The Empirical Impact of Reducing Symmetries on the Performance of Deep Ensembles and MoE
This work addresses the practical impact of symmetry reduction for ensemble methods in machine learning, though it appears incremental as it builds on prior studies of linear mode connectivity.
The paper investigated how reducing symmetries in neural networks affects deep ensembles and Mixture of Experts (MoE) across five datasets, finding that asymmetric networks significantly improve deep ensemble performance as size increases, but results for MoE and a new Mixture of Interpolated Experts (MoIE) were inconclusive.

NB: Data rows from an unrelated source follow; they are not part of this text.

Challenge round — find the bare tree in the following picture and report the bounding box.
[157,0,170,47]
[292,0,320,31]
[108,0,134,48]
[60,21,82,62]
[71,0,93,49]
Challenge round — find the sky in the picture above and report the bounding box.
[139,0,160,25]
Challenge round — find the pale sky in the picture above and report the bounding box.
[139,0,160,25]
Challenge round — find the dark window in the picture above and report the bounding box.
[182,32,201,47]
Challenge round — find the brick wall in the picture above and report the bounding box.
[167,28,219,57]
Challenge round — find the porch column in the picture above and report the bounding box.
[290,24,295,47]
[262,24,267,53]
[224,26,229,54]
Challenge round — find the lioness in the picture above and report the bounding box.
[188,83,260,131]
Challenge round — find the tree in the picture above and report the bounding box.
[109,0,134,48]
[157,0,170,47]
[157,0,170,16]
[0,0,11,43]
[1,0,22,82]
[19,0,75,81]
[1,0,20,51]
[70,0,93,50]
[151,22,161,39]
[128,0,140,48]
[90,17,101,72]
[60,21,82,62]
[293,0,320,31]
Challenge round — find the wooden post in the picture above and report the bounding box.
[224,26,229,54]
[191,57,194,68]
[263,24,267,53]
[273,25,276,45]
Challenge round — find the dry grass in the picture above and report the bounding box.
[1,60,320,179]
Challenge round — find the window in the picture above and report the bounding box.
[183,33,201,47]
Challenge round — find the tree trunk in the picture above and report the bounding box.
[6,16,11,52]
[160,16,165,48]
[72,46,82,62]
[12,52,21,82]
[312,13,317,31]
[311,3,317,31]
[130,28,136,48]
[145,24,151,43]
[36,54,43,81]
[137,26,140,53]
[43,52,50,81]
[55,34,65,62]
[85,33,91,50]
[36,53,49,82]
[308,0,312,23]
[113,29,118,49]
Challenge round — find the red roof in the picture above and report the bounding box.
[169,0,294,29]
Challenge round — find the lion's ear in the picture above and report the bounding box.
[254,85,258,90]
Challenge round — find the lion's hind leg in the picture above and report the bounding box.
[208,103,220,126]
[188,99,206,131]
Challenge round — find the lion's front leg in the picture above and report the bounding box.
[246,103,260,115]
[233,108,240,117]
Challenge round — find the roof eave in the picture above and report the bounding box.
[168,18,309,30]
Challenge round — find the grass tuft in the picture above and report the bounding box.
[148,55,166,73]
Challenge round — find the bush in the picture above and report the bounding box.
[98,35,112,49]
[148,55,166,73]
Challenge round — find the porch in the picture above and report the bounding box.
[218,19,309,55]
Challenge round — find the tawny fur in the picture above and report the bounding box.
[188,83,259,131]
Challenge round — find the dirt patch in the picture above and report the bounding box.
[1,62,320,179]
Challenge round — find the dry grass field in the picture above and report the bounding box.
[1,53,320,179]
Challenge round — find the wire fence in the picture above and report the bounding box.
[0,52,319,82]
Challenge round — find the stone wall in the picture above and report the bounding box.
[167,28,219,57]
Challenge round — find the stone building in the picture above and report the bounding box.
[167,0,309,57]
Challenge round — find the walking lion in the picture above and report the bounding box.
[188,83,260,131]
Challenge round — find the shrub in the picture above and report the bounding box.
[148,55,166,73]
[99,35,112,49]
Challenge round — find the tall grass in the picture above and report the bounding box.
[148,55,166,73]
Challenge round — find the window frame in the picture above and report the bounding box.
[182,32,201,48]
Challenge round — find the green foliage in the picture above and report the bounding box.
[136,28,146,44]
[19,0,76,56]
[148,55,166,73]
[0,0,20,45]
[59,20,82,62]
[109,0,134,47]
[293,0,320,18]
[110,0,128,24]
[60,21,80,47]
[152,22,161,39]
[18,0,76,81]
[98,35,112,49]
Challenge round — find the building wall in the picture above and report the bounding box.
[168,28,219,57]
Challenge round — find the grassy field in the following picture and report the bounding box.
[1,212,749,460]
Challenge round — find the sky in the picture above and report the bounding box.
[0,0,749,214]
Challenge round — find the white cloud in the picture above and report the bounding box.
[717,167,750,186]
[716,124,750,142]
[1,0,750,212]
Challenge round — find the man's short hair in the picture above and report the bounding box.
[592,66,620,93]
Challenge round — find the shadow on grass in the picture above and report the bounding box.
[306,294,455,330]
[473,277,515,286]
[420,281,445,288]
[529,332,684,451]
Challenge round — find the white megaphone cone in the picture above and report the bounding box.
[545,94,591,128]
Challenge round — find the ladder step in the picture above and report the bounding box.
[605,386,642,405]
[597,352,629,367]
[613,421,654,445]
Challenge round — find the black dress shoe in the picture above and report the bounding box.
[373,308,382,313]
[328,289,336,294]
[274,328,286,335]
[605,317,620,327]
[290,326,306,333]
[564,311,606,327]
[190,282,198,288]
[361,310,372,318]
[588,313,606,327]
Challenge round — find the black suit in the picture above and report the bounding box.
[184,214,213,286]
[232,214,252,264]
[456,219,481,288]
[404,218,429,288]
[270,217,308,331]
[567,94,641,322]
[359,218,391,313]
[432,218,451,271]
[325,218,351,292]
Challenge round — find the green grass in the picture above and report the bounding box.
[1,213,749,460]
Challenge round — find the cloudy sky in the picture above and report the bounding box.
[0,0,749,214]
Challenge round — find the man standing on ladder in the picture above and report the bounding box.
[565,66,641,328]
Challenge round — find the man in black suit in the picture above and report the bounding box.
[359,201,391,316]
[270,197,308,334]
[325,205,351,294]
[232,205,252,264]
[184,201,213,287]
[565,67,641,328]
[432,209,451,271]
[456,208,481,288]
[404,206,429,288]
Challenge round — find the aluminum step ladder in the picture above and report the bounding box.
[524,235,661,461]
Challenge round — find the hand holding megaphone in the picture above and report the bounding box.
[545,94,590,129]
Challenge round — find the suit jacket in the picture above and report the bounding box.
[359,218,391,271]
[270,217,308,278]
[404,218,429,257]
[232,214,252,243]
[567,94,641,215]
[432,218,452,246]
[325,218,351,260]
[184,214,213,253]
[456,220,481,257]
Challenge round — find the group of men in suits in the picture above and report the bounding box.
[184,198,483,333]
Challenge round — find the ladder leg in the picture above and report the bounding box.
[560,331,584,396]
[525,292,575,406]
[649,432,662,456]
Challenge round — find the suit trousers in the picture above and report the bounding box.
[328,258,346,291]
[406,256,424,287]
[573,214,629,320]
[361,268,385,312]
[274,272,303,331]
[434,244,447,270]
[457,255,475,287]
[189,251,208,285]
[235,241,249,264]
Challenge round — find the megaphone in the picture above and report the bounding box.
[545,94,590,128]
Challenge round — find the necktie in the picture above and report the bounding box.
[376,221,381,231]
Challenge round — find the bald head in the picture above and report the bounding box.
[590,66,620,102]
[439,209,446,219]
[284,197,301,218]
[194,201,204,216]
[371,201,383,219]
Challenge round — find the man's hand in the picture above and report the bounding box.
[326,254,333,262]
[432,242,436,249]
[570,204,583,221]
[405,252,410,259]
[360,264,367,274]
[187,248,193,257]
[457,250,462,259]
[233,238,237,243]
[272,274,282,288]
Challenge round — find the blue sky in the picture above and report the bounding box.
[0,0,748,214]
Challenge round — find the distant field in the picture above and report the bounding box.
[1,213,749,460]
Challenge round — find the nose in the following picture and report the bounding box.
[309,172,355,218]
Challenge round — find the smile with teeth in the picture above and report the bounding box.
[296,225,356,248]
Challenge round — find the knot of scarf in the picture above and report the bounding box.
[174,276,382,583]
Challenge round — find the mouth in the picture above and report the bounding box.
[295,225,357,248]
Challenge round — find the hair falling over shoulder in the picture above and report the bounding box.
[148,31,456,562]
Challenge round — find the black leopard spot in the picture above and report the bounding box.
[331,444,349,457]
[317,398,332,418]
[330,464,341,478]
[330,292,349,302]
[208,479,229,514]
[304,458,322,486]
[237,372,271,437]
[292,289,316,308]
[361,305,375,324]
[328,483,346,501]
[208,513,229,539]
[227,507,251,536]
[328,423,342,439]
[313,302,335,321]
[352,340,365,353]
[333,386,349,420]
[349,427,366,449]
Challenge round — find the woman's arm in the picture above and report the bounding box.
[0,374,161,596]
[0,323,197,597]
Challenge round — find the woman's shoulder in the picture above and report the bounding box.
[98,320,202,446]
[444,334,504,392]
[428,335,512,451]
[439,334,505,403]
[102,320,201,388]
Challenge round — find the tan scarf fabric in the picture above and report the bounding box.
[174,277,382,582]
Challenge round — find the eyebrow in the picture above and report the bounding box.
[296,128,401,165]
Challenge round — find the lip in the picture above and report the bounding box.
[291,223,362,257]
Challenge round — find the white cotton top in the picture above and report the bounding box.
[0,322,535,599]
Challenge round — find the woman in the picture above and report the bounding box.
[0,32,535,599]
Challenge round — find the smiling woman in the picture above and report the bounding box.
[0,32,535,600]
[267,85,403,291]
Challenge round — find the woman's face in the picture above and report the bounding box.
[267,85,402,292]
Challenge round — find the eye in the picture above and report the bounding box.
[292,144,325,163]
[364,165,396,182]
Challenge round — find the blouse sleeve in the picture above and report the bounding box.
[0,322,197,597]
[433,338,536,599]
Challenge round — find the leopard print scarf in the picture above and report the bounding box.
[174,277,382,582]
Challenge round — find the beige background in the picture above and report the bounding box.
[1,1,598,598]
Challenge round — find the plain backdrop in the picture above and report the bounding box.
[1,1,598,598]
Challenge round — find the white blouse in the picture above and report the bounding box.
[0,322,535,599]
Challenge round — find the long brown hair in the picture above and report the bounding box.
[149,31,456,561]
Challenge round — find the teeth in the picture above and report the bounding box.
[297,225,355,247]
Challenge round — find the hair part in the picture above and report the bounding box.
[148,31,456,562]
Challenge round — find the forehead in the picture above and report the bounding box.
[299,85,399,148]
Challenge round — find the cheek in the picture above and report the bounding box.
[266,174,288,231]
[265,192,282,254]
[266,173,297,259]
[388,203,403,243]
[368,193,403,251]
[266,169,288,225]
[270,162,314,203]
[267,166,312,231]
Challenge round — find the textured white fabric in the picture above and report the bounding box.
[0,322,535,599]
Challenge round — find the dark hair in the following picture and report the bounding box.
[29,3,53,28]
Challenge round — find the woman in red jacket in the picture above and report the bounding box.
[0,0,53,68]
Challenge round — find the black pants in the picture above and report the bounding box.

Recent studies have shown that reducing symmetries in neural networks enhances linear mode connectivity between networks without requiring parameter space alignment, leading to improved performance in linearly interpolated neural networks. However, in practical applications, neural network interpolation is rarely used; instead, ensembles of networks are more common. In this paper, we empirically investigate the impact of reducing symmetries on the performance of deep ensembles and Mixture of Experts (MoE) across five datasets. Additionally, to explore deeper linear mode connectivity, we introduce the Mixture of Interpolated Experts (MoIE). Our results show that deep ensembles built on asymmetric neural networks achieve significantly better performance as ensemble size increases compared to their symmetric counterparts. In contrast, our experiments do not provide conclusive evidence on whether reducing symmetries affects both MoE and MoIE architectures.